Deep under Pakistan-administered Kashmir, rocks broke, faults slipped, and the earth shook with such violence on 8 October that more than 70 000 people died and more than 3 million were left homeless [see photo, "Devastated"]. But what happened in the weeks and days and hours leading up to that horrible event? Were there any signs that such devastation was coming? We think there were, but owing to a satellite malfunction we can't say for sure.

How many lives could have been saved in that one event alone if we'd known of the earthquake 10 minutes in advance? An hour? A day?

Currently, predictions are vague at best. By studying historical earthquake records, monitoring the motion of the earth's crust by satellite, and measuring with strain monitors below the earth's surface, researchers can project a high probability of an earthquake in a certain area within about 30 years. But short-term earthquake forecasting just hasn't worked.
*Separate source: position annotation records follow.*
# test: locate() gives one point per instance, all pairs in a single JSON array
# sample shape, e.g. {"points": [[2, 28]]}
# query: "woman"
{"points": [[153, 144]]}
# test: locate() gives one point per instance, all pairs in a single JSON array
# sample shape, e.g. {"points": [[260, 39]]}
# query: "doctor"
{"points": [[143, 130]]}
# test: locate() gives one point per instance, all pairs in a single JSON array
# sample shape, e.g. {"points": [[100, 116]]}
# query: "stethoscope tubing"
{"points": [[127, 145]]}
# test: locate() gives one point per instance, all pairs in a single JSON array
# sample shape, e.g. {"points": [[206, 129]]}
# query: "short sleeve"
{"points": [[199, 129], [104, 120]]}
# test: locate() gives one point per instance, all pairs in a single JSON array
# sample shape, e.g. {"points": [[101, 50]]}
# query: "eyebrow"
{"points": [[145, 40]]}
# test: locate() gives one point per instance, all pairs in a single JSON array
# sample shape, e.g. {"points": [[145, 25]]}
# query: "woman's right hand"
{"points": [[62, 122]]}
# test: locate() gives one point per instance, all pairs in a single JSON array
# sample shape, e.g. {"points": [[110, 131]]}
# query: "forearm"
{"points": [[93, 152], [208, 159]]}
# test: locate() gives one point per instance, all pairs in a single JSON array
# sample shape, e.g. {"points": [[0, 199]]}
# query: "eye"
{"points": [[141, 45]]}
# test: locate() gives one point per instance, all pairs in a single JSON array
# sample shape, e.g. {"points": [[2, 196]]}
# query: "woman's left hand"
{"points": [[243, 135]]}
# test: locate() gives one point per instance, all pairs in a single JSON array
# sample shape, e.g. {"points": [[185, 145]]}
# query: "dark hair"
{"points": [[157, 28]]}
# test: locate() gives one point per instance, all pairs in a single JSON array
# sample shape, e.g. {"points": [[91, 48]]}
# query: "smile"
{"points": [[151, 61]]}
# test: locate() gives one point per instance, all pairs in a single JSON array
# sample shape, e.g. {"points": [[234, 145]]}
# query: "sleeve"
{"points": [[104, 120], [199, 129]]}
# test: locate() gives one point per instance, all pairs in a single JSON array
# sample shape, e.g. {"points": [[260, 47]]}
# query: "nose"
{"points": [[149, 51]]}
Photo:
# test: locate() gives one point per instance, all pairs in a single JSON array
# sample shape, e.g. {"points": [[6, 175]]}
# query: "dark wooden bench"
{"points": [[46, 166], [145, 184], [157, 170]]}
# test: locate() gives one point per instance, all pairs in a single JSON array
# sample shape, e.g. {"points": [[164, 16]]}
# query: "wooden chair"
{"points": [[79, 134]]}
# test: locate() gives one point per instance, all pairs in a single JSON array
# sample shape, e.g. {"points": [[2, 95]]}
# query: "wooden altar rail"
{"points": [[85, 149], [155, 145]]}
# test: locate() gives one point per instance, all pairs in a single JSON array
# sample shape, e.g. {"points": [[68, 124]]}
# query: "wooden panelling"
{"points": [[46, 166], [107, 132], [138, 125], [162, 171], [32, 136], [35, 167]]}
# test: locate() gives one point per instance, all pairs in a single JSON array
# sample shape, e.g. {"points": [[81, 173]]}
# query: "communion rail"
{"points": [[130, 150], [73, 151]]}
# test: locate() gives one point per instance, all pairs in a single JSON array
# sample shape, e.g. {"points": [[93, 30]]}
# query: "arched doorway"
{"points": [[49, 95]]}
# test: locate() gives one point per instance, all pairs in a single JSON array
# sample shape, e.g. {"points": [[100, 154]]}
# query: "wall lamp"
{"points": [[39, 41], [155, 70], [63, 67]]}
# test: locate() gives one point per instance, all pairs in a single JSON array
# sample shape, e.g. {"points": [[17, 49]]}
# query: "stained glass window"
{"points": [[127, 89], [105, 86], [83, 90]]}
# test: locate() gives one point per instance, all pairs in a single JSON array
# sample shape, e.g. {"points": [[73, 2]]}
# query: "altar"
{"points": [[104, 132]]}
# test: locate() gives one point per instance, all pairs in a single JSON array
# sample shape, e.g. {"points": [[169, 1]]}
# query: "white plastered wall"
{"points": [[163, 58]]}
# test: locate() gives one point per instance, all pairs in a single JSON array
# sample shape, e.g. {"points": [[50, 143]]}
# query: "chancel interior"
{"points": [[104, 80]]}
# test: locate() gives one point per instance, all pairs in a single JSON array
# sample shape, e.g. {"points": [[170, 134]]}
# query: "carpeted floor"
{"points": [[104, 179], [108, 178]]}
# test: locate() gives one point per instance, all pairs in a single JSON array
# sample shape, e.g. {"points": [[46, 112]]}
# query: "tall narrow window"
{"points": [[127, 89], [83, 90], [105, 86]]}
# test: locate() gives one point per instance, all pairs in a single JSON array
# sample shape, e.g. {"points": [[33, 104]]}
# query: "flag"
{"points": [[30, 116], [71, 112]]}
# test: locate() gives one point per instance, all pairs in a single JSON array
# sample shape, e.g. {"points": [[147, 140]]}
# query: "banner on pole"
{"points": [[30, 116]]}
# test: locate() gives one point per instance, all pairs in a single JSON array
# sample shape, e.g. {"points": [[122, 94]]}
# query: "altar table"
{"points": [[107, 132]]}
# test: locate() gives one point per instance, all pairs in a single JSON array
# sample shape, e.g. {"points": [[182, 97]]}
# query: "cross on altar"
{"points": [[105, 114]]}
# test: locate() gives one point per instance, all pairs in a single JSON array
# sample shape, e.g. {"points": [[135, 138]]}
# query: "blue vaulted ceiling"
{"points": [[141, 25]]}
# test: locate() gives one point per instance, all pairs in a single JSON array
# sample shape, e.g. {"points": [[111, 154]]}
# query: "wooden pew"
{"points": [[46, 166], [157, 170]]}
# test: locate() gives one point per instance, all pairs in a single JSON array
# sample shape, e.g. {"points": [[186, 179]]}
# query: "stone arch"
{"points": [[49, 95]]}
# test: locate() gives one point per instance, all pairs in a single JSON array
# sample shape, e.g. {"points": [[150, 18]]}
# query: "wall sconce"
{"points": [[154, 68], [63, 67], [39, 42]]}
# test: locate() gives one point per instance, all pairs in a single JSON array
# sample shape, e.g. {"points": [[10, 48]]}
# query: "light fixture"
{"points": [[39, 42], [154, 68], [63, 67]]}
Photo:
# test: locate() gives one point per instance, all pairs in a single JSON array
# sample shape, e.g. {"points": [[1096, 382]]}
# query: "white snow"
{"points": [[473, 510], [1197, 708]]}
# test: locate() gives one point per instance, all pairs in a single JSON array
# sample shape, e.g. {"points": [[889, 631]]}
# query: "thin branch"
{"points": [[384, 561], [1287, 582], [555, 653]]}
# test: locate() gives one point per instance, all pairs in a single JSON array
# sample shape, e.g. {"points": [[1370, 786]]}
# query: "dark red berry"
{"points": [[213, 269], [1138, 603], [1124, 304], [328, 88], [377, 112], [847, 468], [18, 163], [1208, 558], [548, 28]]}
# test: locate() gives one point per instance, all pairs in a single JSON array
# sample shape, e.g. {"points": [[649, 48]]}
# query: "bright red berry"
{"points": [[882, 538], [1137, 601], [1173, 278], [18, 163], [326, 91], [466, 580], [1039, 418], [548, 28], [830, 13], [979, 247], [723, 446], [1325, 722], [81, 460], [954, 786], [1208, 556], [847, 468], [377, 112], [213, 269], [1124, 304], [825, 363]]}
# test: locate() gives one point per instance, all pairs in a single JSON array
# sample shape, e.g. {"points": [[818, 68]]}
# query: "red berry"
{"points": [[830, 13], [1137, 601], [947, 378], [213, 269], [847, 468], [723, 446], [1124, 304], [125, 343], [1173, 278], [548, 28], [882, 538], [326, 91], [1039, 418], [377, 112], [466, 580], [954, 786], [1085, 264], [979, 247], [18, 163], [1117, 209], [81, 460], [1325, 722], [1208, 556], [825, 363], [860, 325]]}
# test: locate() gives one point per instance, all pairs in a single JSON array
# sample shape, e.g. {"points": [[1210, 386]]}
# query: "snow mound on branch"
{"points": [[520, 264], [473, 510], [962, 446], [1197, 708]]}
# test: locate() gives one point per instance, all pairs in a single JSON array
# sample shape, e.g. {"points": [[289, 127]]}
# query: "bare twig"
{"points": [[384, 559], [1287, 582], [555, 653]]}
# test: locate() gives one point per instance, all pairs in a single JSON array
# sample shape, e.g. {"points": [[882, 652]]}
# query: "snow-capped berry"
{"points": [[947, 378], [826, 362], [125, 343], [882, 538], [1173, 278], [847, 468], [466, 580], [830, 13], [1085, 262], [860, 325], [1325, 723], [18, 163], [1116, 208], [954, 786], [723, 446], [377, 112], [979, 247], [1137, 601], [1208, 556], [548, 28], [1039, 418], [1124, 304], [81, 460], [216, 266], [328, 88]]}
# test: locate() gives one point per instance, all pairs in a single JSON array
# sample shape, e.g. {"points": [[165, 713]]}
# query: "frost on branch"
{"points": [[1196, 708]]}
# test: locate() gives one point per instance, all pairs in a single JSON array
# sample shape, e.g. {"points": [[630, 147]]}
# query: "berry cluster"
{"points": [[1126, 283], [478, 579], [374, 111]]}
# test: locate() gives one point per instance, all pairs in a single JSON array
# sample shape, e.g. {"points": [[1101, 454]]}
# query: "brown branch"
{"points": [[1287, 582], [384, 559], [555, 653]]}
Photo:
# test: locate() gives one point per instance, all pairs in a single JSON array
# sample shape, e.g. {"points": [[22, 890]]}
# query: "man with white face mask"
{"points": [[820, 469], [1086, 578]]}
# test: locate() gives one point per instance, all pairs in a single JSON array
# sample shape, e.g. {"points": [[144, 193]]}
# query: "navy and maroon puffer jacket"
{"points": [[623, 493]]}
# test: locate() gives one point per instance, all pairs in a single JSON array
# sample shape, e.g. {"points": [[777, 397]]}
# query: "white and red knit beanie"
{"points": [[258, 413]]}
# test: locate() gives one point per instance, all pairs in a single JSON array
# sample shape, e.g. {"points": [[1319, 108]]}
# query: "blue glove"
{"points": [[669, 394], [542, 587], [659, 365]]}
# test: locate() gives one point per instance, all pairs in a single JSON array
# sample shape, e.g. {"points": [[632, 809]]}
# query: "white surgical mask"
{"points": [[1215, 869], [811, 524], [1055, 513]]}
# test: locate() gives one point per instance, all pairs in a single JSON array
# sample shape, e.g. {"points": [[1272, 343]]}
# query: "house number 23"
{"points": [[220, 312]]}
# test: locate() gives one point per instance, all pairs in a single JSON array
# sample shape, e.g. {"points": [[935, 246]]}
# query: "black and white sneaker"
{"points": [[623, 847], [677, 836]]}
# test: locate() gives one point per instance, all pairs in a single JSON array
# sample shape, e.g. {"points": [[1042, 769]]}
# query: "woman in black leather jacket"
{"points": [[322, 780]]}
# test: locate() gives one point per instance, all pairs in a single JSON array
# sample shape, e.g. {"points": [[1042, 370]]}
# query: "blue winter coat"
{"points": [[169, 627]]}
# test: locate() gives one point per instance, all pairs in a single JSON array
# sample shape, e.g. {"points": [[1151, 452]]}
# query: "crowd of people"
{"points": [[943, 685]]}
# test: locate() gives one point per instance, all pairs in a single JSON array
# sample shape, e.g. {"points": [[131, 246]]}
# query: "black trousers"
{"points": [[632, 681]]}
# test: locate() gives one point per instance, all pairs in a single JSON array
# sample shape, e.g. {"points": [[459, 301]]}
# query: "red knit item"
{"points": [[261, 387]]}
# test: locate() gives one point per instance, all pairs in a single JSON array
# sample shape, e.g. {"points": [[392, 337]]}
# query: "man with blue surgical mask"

Accurate short-term forecasts would save lives and enable businesses to recover sooner. With just a 10-minute warning, trains could move out of tunnels, and people could move to safer parts of buildings or flee unsafe buildings. With an hour's warning, people could shut off the water and gas lines coming into their homes and move to safety. In industry, workers could shut down dangerous processes and back up critical data; those in potentially dangerous positions, such as refinery employees and high-rise construction workers, could evacuate. Local government officials could alert emergency-response personnel and move critical equipment and vehicles outdoors. With a day's warning, people could collect their families and congregate in a safe location, bringing food, water, and fuel with them. Local and state governments could place emergency teams and equipment strategically and evacuate bridges and tunnels.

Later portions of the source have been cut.